If I think about any of the possessions I acquired since I’m in New Zealand, none of them has been purchased on a whim.
First of all, I don’t have a stable income now, which is enough to prevent me from impulse-buying anything without mulling it over for weeks first.
Secondly, shopping in new Zealand is lame anyway. I simply don’t like any of the shops here (all three of them). All the chains like Glassons or Factorie, not to mention the infamous Warehouse, sell cheap, poorly made, unethical clothing I don’t want to have anything to do with. There is no such thing as Boots. Makeup is ridiculously expensive. Top Shop landed in Wellington and closed down in the space of less than a year. The first H&M in New Zealand is opening in EIGHTEEN DAYS OMG and although I will admit I am annoyingly excited about that I am also prepared for it to evaporate as swiftly as it appeared as soon as people realise how overpriced it’s going to be #livingonanisland

In my journal entries, I was well aware of my problem with consumerism, and expressed my trepidation of being about to move away from temptations. However, now that I’m here, I’ve experienced something strange. I remember, during my first months in New Zealand, being extremely annoyed by the lack of things. Even in Auckland, the biggest city in the country, I was disappointed with the absence of theatres and museums and shops. I mean, they were there, but they weren’t cool. They were nothing like London. And in spite of me thinking I was ready for this, once in New Zealand I found out that I really wasn’t.
I missed buying things. I missed cool shops like Whole Foods, Ikea, Waterstones and R.E.I. (I’ve been to the States a bunch of times). And those that did make it to New Zealand, like Lush or Lululemon, were so overpriced they brought tears to my eyes.

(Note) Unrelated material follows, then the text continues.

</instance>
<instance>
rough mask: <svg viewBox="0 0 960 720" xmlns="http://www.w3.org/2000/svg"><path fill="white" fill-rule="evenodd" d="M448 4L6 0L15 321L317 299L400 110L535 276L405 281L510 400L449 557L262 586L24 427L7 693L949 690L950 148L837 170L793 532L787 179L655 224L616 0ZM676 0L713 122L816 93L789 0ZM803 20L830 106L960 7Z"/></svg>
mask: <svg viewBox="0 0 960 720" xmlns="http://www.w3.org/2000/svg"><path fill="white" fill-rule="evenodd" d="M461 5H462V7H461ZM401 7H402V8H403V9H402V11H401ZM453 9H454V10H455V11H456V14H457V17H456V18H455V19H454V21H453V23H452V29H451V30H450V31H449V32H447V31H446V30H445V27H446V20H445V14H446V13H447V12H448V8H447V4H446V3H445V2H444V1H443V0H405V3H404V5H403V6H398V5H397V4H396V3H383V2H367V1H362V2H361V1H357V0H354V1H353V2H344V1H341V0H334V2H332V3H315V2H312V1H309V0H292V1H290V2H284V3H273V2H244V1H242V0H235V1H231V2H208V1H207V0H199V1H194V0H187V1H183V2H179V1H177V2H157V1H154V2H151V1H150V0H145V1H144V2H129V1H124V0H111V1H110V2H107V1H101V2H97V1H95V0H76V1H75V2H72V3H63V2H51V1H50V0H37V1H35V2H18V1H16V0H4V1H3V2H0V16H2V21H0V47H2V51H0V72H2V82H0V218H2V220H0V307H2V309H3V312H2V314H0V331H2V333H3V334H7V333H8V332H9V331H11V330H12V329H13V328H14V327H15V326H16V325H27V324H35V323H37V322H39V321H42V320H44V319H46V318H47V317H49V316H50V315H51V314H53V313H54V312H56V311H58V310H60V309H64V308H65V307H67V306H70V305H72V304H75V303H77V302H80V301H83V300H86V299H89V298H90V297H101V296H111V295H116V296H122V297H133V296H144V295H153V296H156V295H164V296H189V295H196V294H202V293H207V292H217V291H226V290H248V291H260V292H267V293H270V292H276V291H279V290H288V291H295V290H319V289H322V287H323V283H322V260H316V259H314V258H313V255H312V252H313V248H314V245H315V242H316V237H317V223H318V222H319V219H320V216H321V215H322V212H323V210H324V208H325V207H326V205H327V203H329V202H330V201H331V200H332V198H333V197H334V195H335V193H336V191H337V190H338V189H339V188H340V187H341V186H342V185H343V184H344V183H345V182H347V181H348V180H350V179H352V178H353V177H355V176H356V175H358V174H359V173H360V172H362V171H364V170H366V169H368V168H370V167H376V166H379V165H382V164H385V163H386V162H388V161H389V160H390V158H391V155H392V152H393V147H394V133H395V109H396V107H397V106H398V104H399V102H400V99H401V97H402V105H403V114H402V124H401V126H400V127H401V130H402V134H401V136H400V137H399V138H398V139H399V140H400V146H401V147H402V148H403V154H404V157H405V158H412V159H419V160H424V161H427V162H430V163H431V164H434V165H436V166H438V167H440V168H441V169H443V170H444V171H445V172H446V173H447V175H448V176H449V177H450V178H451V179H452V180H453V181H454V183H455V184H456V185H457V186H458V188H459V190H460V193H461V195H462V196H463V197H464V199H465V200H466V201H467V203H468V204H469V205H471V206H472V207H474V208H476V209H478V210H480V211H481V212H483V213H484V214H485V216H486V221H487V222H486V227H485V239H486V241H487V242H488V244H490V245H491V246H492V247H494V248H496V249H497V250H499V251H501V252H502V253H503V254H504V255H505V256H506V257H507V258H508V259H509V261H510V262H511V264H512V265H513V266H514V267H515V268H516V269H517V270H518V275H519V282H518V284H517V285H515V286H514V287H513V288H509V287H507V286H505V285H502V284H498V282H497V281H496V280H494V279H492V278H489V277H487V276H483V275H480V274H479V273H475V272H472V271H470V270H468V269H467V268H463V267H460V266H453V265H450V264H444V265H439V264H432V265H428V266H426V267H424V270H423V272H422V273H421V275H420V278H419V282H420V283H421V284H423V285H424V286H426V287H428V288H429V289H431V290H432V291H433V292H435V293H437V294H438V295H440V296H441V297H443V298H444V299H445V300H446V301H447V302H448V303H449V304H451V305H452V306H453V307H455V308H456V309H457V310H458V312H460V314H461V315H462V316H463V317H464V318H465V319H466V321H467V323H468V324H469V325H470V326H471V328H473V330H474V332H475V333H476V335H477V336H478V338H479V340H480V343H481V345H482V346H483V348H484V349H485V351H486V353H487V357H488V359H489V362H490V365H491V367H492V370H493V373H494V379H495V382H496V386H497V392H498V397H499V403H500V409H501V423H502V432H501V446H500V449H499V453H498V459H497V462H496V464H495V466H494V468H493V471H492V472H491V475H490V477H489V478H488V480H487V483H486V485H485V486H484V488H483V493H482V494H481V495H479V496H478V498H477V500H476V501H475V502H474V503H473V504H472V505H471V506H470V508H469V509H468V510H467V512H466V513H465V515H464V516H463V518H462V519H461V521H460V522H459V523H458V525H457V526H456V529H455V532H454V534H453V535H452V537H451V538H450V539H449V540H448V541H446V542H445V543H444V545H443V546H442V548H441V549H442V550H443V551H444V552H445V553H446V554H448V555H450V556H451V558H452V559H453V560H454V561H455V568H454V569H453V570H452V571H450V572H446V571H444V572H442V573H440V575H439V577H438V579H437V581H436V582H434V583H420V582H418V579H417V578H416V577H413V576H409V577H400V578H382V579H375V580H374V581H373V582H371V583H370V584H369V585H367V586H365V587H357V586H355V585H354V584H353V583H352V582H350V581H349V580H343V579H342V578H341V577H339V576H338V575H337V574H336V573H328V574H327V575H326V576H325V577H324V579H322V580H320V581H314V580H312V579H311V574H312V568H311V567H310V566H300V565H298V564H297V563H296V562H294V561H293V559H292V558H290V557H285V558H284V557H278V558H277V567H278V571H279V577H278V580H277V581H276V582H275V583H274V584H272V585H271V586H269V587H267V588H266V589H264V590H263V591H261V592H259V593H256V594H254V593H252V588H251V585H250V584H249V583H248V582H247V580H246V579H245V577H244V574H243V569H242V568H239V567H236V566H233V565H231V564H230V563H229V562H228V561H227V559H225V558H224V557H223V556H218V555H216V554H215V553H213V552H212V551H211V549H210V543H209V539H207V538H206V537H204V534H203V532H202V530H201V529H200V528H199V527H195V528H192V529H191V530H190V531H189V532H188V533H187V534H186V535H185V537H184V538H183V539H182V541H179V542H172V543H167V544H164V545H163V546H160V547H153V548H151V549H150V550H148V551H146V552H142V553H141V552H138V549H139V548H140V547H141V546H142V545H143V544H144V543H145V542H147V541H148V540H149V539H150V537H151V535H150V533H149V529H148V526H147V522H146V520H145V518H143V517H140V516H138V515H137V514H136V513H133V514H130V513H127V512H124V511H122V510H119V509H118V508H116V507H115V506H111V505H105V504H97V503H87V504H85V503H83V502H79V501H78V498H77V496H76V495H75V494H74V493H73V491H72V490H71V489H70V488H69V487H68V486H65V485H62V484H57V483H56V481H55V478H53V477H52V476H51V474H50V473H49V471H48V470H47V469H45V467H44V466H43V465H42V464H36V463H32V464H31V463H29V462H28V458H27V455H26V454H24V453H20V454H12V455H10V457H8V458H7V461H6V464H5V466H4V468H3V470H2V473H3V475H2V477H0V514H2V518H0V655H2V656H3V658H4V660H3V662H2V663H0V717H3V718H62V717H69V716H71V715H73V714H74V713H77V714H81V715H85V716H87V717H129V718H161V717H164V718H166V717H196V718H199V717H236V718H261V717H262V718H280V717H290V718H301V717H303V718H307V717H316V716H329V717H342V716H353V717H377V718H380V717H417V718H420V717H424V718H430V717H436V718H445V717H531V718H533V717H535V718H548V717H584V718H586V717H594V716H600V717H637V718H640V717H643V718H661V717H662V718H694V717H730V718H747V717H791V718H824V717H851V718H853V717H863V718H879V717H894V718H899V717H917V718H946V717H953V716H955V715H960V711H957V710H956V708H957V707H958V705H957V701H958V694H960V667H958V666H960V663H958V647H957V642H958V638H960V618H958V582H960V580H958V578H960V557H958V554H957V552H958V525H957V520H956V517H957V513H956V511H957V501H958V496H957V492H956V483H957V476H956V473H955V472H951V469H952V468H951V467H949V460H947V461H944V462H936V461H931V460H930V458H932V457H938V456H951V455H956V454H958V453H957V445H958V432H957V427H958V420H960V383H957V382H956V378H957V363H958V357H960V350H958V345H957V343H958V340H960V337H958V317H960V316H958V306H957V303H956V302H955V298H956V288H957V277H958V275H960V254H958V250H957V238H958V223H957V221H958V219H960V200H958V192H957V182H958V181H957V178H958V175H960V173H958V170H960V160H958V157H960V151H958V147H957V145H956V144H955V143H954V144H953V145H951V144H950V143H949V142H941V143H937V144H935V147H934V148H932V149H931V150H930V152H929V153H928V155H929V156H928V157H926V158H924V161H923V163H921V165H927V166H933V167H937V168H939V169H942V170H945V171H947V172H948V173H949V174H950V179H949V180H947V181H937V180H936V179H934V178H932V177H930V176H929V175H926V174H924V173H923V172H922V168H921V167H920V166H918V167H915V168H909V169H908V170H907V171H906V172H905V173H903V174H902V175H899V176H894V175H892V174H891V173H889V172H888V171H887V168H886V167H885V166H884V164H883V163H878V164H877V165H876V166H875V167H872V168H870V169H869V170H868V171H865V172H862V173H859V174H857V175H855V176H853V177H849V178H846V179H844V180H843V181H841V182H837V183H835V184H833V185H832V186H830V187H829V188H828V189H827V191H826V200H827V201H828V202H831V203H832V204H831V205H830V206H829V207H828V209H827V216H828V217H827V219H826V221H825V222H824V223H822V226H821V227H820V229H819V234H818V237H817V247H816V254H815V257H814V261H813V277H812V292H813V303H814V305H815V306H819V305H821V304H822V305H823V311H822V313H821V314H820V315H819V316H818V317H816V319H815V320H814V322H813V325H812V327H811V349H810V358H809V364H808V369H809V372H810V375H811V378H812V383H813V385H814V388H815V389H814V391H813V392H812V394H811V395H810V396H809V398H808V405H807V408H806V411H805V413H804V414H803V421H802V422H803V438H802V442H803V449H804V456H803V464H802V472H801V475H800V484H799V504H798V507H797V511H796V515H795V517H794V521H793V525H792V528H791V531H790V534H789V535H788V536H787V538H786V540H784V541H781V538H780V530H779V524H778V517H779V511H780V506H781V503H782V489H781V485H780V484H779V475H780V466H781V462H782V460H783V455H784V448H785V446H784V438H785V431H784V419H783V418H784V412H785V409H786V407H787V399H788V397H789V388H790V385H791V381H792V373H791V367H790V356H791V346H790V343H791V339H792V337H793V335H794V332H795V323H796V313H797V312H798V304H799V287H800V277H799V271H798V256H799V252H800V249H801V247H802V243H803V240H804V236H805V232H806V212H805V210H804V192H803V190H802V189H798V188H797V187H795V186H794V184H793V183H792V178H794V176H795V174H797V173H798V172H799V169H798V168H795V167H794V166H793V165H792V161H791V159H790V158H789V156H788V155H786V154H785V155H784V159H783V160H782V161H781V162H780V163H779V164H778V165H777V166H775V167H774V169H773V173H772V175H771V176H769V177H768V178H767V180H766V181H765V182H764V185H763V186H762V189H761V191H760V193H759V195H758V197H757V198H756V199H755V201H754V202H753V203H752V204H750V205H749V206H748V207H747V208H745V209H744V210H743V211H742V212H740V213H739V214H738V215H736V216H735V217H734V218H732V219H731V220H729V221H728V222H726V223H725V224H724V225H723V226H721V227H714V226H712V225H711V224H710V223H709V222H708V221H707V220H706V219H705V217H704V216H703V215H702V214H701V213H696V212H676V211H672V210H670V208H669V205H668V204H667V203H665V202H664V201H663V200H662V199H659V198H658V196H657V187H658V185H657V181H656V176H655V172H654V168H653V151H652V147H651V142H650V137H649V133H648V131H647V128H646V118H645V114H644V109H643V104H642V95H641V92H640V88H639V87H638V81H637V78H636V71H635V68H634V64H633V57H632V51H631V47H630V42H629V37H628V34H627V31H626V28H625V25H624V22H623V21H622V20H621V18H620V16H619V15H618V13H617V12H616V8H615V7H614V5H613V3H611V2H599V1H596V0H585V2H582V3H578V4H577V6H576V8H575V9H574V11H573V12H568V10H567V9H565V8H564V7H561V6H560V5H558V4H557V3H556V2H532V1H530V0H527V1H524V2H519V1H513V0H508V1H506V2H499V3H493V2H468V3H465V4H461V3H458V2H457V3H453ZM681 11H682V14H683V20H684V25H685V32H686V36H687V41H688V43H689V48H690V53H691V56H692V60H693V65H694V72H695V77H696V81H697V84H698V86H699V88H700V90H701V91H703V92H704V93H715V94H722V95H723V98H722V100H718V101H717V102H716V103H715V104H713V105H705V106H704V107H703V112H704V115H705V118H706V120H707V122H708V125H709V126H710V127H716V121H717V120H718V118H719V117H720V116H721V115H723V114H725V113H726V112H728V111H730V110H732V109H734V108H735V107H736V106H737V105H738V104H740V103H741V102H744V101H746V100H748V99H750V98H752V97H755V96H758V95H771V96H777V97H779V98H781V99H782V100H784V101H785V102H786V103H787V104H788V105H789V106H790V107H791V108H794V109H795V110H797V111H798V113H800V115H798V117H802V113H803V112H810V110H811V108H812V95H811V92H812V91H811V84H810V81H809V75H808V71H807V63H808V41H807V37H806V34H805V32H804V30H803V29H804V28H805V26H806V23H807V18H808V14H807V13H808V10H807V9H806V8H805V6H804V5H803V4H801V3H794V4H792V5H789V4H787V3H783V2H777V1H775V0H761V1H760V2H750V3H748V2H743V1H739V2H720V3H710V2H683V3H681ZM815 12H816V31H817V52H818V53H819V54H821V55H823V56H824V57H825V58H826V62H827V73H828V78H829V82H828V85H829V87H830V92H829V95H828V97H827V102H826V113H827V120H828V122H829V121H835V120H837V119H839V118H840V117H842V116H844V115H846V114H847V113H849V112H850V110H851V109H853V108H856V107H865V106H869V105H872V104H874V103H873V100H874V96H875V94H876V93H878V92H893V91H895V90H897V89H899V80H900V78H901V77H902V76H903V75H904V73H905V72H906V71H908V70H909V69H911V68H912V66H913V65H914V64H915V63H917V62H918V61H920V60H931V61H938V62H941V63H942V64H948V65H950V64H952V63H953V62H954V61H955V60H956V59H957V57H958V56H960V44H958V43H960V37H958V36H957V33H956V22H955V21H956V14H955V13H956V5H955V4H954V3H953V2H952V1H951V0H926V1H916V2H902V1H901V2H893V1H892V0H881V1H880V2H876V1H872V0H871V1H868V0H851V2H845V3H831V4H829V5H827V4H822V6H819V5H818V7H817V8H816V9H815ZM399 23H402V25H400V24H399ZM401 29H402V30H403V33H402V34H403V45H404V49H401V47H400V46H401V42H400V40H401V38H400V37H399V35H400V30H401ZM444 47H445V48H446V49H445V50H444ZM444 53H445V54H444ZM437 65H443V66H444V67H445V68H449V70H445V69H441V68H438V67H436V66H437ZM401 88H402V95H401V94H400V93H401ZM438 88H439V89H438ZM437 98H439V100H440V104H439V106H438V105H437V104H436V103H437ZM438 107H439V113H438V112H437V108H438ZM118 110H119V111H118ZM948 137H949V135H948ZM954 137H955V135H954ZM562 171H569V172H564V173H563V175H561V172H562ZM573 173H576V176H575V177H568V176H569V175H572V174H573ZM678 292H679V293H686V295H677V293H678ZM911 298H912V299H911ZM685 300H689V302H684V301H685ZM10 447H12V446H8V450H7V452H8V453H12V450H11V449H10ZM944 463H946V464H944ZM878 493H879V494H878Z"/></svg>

Fast-forward to now. I’ve been living in New Zealand for over a year. I’ve travelled for a few months, lived in a van, carried all my possessions in a backpack. I got very much into ethical living, Zero Waste, conscious consumerism. I gradually stopped being drawn towards what I would once consider temptations. When I walk down the main street in Welly and I pass shops and boutiques, all I see is useless stuff I don’t even want.
Back in London I would observe people’s outfits and wonder where I could get those clothes and wished I could look like that. Now I can’t help but notice that everybody’s wearing the same Katmandu raincoat and the same Adidas Stan Smiths and all I can think about is how I don’t want to conform to this sad homogeneity or to contribute to a fashion industry that promotes child labour and global warming.
As a result, I have become very frugal. I have bought things, but not without carefully considering if I actually wanted them and where they came from. I pretty much only shop second hand. I haven’t bought a single piece of makeup since I’m here.

And I freaking love it.

I’m pretty sure the initial phase of desperately wanting to buy and consume stuff was a reaction to finding myself in a completely different scenario that I wasn’t ready for, actually realising how freaking far away New Zealand is from everything else, and missing London a lot.
But I got over it, and now I really enjoy living simply. I don’t mind not having fancy kitchenware or house decorations. I’m happy that I can fit all my clothes in the wardrobe without the need for extra storage. Going out to eat has become a treat. I only pay to go to the cinema for films that I really want to see. I check out books from the library instead of buying them (although I have to admit I haven’t completely adjusted to this last one just yet). I still want a stable income but I want it because so I can put money in the saving to go travelling, not because I want to splurge on things I don’t really need.

I’m not saying I completely detached myself from the world of consumerism (a separate post on this is coming soon), but living away from temptations has definitely taught me that you don’t need a lot of stuff in your life, and that a lot of the things you want are probably not things you need. And if I personally surround myself with things I don’t need, I’ll probably end up getting rid of them anyway, so why purchasing them in the first place?

(Having said all this, I also have a list of things I want to buy when I’m in Europe over Christmas. But they are all things I really want and need. But this is a whole other story.)